À frente de uma pasta que tem obras e ações em 5.270 municípios, ou seja, 94% do total, Marinho se vale de inaugurações para convidar parlamentares distantes do Palácio do Planalto, prestigiá-los junto a seus eleitores e, em troca, conseguir, por exemplo, que se ausentem em votações importantes para o governo como a dos vetos ao marco legal do saneamento.

Em outras frentes de batalha, como a da privatização, tem-se queixado da estratégia de se anunciar a venda de empresas em bloco, o que une adversários contra o governo.

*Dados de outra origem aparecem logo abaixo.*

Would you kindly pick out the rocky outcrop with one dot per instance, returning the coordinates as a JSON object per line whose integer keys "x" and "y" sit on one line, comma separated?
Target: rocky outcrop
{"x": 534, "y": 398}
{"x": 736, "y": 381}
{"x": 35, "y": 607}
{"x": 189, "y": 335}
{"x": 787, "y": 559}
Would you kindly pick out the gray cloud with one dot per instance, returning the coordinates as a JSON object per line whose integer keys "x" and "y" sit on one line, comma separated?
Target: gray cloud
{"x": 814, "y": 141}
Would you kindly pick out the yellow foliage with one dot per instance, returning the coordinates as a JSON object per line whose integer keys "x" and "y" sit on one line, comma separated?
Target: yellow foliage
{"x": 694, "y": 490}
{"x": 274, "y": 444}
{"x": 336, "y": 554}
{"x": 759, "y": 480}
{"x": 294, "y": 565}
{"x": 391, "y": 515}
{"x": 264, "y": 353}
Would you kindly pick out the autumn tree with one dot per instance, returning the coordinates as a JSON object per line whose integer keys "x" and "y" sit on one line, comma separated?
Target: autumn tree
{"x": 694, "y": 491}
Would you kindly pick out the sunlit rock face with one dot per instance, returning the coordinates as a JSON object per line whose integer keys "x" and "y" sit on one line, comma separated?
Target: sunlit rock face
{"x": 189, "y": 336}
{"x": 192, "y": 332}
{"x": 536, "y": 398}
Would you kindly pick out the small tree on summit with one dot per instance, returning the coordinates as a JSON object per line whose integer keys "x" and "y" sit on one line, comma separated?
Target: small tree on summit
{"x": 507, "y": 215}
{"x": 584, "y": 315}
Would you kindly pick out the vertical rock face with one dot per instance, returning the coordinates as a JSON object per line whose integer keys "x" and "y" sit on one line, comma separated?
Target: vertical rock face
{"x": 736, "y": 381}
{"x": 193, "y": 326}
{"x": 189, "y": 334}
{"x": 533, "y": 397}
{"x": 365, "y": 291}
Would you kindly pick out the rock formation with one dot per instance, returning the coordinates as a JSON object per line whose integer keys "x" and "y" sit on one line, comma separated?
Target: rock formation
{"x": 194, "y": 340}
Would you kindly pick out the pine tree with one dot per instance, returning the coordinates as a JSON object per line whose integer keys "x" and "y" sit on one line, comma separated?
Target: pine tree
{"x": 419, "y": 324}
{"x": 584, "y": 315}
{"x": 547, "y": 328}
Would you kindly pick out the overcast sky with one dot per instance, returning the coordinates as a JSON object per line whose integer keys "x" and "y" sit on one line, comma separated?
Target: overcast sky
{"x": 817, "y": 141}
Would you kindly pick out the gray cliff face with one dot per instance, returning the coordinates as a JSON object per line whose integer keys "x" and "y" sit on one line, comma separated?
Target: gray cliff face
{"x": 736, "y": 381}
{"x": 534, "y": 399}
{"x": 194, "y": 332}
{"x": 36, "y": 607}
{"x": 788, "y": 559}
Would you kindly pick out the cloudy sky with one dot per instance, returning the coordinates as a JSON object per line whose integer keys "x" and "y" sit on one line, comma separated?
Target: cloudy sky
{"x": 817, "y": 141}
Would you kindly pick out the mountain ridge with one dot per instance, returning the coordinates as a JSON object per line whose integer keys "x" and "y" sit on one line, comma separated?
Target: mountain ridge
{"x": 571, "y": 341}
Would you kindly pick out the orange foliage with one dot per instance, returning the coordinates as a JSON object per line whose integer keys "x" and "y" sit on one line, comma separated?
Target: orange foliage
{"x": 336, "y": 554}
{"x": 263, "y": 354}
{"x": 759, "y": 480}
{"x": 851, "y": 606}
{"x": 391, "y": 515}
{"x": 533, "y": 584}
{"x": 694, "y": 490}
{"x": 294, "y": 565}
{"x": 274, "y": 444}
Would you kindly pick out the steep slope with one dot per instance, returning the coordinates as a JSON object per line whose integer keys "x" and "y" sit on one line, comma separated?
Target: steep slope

Tem encontrado, separadamente, senadores próximos a acionistas de empresas de economia mista, como a Eletrobras, e os convencido de que a elevação do preço de venda da companhia pode vir a acomodar interesses que se veem afetados pela operação.

É pela negociação com os parlamentares que abrigam, em suas emendas, projetos de sua pasta, que Marinho tem conseguido destravar os investimentos do Desenvolvimento Regional. No Orçamento de 2021, o ministério terá 14% a menos, uma marca quase tão ruim quanto o da Infraestrutura, garfado em 20%.

Nos Ministério do Desenvolvimento Regional a percepção é de que se não houver arregimentação para se manter o salário mínimo sem reajuste no Orçamento e para se aprovar a PEC emergencial,  que impõe um gatilho nos gastos de custeio, o governo “vai colapsar”. Procurados, os ministros Paulo Guedes e Rogério Marinho, não quiseram se pronunciar.